I am amazed at the sequence of events in technology. Apple first had to develop OS X from NextStep code which was multi-platform. They then encouraged developers to use the new Cocoa framework. While their developers succeeded in porting over to OS X, they continued to mature the new OS in stability and usability including supporting multiple threads and processors while simultaneously developing it on x86 architecture. They created their Xcode development enviroment. Their iPod and iTunes projects bought added revenue, better market standing, and increased their image as a vital company. They can now face the challenge of changing their platform over to Intel as smoothly as possible.
The last step would be incredibly difficult if not remotely unlikely without the previous pieces. And then there is where Intel is currently at after AMD's competition, Microsoft's move to IBM, and their refocusing on Pentium M. A truly fascinating concatenation of events.
Posted by: Derek at June 8, 2005 05:11 PM
There was a feature on Inside Mac Games regarding all their concerns. It has just about every software company I can think of, save for Feral Interactive.
http://www.insidemacgames.com/features/view.php?ID=355
Posted by: losof a little late at June 10, 2005 11:36 AM
I guess this strategy implies deeply tied-in drm 'technologies' and a developers kit to make its way into the most trivial gui-for-shellscript shareware. Makes me wonder if the new intel macs would even boot any other os than os x as it could be used to undermine this 'system security'. I'm thinking of a playstationlike personal computer for the moment. I'm not advocating for piracy here, but i don't want to live in (=use) a kind of 'control society' (=os) as my desktop. Ok, now please bang me: 'What are you afraid of if you don't have anything to hide?'. Answers: a) My mother was a Chinese trapeze artist in pre-war Paris, b) Jobs (not GWB2) is Palpatine








Just finished the Keynote. The Video streamed at a very high quality with QuickTime 7.
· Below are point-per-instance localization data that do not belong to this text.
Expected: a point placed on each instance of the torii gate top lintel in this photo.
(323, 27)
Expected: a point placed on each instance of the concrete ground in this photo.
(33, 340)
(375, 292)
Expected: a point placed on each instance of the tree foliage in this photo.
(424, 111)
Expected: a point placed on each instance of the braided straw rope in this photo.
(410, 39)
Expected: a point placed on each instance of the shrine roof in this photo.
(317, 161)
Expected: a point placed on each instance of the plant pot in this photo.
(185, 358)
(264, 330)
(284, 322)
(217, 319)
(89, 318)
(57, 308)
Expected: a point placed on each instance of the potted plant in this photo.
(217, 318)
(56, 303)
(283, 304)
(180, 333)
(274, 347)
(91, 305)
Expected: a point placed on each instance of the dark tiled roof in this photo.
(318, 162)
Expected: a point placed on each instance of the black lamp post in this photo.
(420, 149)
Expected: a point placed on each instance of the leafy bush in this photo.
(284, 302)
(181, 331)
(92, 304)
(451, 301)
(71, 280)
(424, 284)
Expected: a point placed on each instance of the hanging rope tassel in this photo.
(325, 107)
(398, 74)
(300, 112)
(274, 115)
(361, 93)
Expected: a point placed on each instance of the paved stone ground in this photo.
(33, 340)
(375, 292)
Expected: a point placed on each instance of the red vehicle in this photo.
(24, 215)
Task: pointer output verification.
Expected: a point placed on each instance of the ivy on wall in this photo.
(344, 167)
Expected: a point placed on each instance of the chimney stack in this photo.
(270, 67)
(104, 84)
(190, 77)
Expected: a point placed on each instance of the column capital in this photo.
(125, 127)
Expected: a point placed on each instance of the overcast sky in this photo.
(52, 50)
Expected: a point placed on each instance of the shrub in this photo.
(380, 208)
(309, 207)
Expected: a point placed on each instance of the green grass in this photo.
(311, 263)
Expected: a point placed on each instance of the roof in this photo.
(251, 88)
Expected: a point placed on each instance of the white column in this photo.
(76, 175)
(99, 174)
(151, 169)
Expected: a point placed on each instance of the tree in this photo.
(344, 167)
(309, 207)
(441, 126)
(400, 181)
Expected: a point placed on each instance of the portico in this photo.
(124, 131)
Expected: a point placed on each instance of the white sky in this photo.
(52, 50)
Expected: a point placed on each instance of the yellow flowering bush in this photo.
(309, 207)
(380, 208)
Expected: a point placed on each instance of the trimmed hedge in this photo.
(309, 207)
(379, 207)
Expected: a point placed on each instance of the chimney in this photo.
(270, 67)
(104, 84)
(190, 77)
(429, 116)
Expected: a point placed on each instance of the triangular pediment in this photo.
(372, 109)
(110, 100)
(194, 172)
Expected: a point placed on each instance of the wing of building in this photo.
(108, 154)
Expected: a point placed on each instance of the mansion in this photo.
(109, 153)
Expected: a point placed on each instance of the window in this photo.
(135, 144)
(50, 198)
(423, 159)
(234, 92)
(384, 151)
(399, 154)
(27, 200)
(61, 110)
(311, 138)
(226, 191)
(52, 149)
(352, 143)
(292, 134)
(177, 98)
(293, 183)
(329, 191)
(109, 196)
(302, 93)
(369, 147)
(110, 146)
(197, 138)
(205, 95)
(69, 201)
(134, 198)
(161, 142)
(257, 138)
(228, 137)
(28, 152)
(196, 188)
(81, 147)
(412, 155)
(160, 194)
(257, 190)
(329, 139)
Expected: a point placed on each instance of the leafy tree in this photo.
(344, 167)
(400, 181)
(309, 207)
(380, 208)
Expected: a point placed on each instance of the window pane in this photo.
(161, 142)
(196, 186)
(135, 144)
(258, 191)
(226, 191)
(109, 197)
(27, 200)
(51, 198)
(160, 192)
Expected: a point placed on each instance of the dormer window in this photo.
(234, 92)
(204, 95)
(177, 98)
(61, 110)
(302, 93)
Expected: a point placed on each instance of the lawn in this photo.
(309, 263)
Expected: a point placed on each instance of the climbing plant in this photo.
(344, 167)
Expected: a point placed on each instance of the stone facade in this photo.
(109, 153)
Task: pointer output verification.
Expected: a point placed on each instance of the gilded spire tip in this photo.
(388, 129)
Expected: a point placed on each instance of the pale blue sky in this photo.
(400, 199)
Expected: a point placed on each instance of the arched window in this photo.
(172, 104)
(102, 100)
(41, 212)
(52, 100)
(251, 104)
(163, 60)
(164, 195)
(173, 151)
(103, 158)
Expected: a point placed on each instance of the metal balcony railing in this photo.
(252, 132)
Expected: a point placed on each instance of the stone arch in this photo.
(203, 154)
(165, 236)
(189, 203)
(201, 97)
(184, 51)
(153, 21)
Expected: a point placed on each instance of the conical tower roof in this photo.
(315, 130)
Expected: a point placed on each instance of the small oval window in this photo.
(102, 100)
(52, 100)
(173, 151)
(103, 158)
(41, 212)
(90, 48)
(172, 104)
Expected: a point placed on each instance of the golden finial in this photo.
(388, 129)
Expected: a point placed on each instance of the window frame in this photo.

X86. Should have seen it coming. A FreeBSD based operating system... Either way, I just got a brand new dual 2.0 ghz power pc so I guess I own a piece of history.
My question for Apple would be, "Can you take Mac OS X 10.4.1 Preview and getting it to install on an intel box in my house?"
Either way Jobs is a showman and does a great job of pumping up the crowd. I for one think that this will introduce Mac to a whole new crowd.